With that said, in addition to all the other links I have sent you which are contained in this email, I am sending you additional information below which has broad-based and uniformly affirming evidence that having cool roofs and cool pavements will measurably decrease greenhouse gases. The Sika Roofing articles are extremely useful and have additional links on the right side of their initial article:
Fact sheet by the American Institute of Architects about cool roofs: http://www.aia.org/akr/Resources/Documents/AIAP027077
Fact sheet by the American Institute of Architects about mitigating the urban heat island effect with cool roofs and pavements: http://www.aia.org/akr/Resources/Documents/AIAP027079
This article is written by a Sika Roofing Company employee (Stanley Graveline) who also speaks at LEED conferences. It has a lot of excellent links to more information about cool roofs: http://usa.sarnafil.sika.com/en/group/roofing-sustainability/sustainable-product-solutions/cool-roofs.html
NASA’s satellite observation and article about cooling roofs: http://earthobservatory.nasa.gov/Features/GreenRoof/greenroof2.php
Architectural Record article about cool roofs: http://continuingeducation.construction.com/article.php?L=68&C=790&P=1
I don’t know what you are referring to when you say, “the articles that relate to Kentucky are easy to find…” I didn’t ask about the weather here. Perhaps you misunderstood a comment I made. I look forward to hearing from you.
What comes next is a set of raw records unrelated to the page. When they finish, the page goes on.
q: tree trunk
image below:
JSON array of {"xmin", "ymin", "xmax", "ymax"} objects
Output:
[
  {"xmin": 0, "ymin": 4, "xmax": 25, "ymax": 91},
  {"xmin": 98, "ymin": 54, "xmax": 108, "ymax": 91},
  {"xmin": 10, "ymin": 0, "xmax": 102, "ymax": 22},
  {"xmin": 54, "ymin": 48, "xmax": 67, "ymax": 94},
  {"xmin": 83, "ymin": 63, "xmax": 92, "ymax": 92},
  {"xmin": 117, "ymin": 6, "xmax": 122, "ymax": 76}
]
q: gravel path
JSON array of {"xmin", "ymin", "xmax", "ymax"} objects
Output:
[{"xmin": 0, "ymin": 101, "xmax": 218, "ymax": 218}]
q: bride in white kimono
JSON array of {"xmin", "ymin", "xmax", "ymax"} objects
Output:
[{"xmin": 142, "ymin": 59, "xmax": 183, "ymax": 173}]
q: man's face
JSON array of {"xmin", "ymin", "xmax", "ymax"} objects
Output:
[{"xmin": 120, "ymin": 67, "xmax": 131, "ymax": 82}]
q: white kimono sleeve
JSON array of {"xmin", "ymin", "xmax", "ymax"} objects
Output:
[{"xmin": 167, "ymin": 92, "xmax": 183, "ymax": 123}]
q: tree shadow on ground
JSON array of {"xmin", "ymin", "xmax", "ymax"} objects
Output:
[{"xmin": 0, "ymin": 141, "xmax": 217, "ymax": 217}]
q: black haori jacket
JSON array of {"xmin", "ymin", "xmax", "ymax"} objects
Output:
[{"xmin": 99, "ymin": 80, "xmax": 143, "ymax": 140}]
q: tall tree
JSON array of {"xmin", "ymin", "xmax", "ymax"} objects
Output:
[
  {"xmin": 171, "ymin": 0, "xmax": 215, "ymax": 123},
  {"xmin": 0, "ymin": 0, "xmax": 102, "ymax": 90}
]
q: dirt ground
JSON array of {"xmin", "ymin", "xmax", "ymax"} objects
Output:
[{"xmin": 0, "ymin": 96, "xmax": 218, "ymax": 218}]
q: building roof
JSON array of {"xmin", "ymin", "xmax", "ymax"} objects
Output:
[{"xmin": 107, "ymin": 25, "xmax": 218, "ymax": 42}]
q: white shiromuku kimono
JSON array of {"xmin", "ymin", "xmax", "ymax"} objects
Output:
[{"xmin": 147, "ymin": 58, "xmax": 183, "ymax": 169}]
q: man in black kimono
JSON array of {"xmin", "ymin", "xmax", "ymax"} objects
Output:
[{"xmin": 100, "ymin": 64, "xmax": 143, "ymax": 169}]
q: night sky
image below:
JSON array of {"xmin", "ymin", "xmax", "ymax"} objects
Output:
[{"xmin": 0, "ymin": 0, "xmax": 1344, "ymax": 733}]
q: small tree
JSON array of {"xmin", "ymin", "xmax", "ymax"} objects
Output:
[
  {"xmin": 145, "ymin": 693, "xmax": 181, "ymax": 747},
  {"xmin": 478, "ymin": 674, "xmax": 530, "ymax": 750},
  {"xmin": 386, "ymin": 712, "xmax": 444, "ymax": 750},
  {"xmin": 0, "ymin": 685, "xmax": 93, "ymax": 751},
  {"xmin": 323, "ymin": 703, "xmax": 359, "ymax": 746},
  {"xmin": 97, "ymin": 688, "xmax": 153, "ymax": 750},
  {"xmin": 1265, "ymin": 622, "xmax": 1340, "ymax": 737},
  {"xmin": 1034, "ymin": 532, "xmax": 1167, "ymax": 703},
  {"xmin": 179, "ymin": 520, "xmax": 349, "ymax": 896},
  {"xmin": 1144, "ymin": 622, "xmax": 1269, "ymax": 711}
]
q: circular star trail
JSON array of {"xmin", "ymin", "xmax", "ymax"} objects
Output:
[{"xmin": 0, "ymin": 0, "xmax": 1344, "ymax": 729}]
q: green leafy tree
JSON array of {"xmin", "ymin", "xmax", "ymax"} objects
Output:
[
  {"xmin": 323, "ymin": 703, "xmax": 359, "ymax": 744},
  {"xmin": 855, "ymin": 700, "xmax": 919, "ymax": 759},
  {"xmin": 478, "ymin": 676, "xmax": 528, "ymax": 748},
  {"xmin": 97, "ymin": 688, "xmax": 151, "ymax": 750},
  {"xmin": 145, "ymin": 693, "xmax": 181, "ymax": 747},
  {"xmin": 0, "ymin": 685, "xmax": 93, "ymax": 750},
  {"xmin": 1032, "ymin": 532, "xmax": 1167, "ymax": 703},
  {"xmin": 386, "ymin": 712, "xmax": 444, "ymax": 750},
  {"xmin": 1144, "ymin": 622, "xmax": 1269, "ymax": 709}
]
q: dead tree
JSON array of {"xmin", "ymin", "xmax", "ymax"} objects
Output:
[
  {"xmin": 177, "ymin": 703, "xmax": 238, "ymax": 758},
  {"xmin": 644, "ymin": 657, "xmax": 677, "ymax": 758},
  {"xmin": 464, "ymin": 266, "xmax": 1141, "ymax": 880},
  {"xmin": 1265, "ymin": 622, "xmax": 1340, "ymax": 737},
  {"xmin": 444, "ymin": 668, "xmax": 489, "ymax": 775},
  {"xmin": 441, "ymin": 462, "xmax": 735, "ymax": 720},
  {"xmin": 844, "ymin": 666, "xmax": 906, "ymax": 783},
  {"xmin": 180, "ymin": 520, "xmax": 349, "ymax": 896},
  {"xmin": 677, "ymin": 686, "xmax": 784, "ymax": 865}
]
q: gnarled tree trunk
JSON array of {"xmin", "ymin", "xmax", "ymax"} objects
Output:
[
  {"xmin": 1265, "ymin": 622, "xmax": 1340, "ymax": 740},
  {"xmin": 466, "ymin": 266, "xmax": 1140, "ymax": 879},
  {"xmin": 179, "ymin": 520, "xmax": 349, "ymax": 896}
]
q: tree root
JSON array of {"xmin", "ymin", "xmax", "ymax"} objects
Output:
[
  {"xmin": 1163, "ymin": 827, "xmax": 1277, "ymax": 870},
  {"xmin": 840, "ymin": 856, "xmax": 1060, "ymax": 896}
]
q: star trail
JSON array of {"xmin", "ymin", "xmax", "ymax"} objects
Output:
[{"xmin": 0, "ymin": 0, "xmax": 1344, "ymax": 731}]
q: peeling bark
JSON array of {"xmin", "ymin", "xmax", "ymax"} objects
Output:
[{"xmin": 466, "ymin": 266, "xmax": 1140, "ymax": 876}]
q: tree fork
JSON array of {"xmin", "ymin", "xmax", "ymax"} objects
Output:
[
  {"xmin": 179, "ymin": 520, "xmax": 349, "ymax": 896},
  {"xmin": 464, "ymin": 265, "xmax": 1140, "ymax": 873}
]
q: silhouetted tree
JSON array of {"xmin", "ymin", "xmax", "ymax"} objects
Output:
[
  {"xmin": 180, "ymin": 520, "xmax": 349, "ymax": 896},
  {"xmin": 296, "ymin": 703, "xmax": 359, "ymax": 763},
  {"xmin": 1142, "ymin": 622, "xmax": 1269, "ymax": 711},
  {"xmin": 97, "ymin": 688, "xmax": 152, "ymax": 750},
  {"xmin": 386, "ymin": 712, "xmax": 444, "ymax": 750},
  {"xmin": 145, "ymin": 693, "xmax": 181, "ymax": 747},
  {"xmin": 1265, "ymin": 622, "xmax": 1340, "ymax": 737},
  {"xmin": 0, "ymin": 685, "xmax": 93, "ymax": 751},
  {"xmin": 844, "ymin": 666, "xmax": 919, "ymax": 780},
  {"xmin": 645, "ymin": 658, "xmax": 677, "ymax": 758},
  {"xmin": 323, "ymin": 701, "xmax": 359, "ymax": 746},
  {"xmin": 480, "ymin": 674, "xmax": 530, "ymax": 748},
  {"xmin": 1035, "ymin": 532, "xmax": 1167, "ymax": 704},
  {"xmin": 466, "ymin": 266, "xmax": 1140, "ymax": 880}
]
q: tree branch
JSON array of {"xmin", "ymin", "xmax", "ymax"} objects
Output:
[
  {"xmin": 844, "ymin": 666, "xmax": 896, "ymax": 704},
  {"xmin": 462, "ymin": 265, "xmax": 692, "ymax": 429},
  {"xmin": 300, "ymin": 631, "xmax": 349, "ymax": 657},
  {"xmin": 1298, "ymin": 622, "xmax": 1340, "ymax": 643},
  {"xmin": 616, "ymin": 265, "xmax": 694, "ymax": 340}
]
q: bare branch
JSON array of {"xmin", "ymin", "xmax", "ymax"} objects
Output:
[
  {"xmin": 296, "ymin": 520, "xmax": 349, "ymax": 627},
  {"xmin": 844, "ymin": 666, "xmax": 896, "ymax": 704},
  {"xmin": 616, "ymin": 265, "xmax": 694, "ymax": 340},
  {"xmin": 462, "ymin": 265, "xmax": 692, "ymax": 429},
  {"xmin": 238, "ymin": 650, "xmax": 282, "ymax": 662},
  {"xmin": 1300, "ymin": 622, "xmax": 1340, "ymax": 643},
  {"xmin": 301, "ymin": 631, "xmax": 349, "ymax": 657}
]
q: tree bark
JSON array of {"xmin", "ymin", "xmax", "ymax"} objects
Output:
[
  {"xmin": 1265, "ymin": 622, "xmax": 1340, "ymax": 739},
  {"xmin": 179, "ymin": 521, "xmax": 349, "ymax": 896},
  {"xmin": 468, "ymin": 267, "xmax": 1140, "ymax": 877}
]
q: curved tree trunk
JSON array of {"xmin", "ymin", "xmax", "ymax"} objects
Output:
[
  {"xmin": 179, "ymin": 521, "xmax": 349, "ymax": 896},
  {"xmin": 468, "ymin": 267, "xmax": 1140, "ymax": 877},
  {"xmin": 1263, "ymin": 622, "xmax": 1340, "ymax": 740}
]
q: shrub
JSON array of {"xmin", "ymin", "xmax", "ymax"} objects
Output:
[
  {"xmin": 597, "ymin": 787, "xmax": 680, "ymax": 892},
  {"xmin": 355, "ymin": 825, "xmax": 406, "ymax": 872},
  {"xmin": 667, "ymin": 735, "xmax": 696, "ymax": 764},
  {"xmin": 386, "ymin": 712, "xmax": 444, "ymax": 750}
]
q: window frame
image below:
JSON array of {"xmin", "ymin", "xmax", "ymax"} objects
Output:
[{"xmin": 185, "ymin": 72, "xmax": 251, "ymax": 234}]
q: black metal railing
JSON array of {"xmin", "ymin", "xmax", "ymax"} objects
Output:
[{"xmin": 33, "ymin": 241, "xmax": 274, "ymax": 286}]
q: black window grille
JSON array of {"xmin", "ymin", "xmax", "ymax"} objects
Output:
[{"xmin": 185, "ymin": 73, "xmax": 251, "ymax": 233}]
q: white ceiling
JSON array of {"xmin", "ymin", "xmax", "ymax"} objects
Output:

And finally, the kiss off…
From: “Denny, Warren” <email@example.com>
Subject: Re: Cool pavement document
Date: September 16, 2014 at 4:06:04 PM EDT
To: Schatzie Dudee
I defer to Shane Tedder to respond to your concerns/advice as appropriate . While I pay attention to research regarding sustainable practices my role does not include setting policy related to sustainability issues. My conversation with you was focused on trying to understand what you wanted me to do with the information you wished to share with UK. Since you copied Shane on your follow up e-mail I won’t need to do that. Have a good day.
“Have a nice day.”
“Go to hell, lady” is what he meant. He just didn’t have the balls to say it. I would have been happy with a walkway, maybe in front of the athletic department, or, to be honest, practically anything that would garner this incredible technology some attention. Because cool pavements are just that cool. How neat would that be to both have stuff you’re walking on and parking on which is in your school’s colors, AND be doing something to help the environment? I’d say it’s a “no brainer,” except that would imply that Warren Denny had a brain to start with.
Much like Swarthmore College’s Board, which refuses to divest from fossil fuels, I suspect that UK’s bilge and bluster about caring about anything other than money and big donations (we are, after all, in coal country here in Kentucky) is just that.
The answer to my own question about why rooftops and streets are black is as insanely simple as the answer to the question about how to combat climate change, which is exactly four words long: stop burning fossil fuels. Those surfaces were, and are, black because the American Petroleum Institute, funded by the fossil fuel industry, wants them that way.